To use this with the New York Times API, for example, which doesn’t support JSONP, we instead make a JSONP call to a proxy on our own Berkeley servers and that proxy makes the call to the New York Times and then responds using the JSONP callback standard described above. We just need to pass the URL of the New York Times API and all the query parameters as parameters to the proxy.
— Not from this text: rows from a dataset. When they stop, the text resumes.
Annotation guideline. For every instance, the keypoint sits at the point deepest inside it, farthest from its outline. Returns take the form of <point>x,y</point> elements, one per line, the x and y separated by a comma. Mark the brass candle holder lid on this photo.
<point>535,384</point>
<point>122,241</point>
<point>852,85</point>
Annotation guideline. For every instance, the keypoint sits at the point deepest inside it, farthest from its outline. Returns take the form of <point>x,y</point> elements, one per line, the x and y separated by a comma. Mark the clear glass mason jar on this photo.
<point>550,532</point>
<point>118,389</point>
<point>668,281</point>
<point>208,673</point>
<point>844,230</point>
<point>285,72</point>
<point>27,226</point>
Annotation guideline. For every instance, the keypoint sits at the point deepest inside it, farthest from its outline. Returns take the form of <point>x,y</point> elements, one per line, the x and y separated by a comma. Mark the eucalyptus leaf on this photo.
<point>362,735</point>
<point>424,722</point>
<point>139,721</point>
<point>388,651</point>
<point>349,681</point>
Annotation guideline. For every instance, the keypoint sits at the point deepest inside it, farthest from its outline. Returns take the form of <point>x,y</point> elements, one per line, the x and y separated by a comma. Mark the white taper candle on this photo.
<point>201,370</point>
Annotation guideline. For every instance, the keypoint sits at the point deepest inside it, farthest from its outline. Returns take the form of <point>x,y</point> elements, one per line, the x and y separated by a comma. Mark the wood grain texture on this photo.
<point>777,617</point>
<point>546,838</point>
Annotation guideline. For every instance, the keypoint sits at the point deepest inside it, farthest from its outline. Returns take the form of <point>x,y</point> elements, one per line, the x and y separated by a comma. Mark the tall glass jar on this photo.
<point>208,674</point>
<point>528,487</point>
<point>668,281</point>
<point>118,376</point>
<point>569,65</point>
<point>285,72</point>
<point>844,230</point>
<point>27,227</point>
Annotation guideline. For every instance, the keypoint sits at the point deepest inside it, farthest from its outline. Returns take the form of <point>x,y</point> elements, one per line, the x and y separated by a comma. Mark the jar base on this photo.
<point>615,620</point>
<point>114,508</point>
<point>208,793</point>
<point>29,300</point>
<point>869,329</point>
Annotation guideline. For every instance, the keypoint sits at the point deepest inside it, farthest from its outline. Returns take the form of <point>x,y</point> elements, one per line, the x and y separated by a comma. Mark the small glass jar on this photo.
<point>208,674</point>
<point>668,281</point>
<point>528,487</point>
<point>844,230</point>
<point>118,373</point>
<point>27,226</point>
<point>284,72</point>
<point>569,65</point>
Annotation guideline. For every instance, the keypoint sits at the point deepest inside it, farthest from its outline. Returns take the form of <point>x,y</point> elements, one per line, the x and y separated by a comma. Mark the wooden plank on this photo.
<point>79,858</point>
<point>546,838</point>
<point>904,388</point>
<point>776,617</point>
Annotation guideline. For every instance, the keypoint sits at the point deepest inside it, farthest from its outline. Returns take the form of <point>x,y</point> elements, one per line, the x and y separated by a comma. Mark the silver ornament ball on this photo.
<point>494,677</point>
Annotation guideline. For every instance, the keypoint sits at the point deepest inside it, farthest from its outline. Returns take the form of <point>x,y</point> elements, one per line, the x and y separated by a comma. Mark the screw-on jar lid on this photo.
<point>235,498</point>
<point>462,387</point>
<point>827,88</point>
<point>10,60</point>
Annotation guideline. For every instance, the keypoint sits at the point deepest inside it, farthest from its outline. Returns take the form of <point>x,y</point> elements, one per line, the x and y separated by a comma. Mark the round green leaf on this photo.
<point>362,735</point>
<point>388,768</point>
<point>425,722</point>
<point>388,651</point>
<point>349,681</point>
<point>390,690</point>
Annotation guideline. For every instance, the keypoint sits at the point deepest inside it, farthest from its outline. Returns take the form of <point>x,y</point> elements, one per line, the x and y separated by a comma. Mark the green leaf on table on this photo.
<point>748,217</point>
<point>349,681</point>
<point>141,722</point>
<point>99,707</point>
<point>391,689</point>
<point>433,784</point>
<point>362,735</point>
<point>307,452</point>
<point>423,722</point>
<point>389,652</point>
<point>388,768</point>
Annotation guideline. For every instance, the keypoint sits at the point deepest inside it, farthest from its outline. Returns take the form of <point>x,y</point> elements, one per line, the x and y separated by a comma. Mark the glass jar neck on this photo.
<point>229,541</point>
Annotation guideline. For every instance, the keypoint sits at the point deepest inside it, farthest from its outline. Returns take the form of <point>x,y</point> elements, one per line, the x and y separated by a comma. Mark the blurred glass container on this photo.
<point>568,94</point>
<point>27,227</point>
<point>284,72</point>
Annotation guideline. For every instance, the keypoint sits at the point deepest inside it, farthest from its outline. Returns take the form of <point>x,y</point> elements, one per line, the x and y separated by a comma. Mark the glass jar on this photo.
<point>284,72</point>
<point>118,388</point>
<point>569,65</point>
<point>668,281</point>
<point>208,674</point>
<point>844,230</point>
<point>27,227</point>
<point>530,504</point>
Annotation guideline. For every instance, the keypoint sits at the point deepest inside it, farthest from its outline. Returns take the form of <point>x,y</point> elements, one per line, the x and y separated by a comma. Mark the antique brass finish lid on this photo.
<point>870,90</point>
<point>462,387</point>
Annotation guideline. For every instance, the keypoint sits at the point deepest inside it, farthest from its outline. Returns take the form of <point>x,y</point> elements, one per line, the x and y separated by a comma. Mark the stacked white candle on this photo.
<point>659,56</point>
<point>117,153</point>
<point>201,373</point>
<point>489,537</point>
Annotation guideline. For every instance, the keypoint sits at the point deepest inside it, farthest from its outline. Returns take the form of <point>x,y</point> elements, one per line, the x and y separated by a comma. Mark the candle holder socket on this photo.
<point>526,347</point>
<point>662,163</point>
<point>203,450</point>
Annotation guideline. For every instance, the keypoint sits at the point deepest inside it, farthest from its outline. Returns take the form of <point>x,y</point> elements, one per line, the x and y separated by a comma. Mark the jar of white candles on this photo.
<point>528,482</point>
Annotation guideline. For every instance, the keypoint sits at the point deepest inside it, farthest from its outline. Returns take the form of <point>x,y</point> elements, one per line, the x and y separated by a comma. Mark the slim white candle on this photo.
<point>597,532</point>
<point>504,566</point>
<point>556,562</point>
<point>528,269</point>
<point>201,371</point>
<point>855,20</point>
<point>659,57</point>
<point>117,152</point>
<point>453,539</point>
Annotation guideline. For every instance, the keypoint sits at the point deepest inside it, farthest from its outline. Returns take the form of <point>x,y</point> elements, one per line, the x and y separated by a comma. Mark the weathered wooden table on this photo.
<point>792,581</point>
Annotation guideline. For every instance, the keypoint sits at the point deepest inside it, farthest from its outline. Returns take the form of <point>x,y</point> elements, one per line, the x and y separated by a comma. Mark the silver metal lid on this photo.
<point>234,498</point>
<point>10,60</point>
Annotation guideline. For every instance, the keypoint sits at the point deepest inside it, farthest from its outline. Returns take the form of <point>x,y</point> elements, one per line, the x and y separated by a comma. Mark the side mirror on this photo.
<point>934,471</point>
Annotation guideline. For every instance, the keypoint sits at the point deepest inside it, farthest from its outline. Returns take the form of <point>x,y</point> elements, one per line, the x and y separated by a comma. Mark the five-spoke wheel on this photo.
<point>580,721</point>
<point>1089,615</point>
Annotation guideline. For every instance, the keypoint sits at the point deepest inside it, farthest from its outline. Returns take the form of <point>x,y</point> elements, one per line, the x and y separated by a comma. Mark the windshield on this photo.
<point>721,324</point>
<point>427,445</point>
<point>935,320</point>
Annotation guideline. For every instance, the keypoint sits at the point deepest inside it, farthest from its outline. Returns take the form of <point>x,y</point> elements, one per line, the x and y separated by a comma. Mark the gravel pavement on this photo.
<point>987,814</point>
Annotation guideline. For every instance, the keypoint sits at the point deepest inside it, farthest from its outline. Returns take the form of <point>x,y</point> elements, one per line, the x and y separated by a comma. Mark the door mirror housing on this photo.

var query = $('#search').val();

var apiKey = 'yournytimesapikey';
var proxyUrl = 'http://courses.ischool.berkeley.edu/path/to/proxy.php';

$.getJSON(proxyUrl + '?callback=?', {"url": 'http://api.nytimes.com/svc/timestags/suggest', 
                                     "query": query, 
                                     "api-key": apiKey}, 
 function(json){
    console.log(json.results);
});

The full sample page is in the iolab10 repository, including the full path to the PHP proxy that we’re running and even a sample NYTimes API key. We’ve also made the PHP code for the proxy available in case you want to inspect it or modify it for your own purposes. (If you install and run the proxy on the same domain that your page runs on you don’t even need to use JSONP!)

A couple of caveats:

  1. If you’re using JSONP from a content script in a Chrome Extension (or from a Greasemonkey extension, for that matter), you’ll receive an error that a function named json123456789 (or some similar nonsense name) doesn’t exist. This is because jQuery created the callback function in its own sandboxed area, but when the script was inserted into the page it called a function in the original window context. To work around this, cross-domain requests in Chrome Extensions shouldn’t use '?callback=?' and should be made from the background page or a pop-up page with cross-domain permissions declared in the manifest. (For more detail, see the relevant Chrome Extensions documentation.)
  2. When you pass a URL to the proxy as the ?url= parameter, the URL itself shouldn’t include the parameters you’re passing on to the API, those parameters should just be additional parameters to the proxy page. Really, this just means that you should use an ampersand for the first parameter to the API. For example, call proxy.php?url=http://example.com&param1=value1&param2=value2 rather than proxy.php?url=http://example.com?param1=value1&param2=value2.
  3. There are potential security implications here that we haven’t gone into yet. Requests through a PHP proxy on Berkeley servers may be logged by Berkeley, which you might not want (particularly if you’re passing a key, password or other secret data). And if the address for your (or our) proxy becomes widely known, it could be abused by others for denial-of-service or other malicious purposes.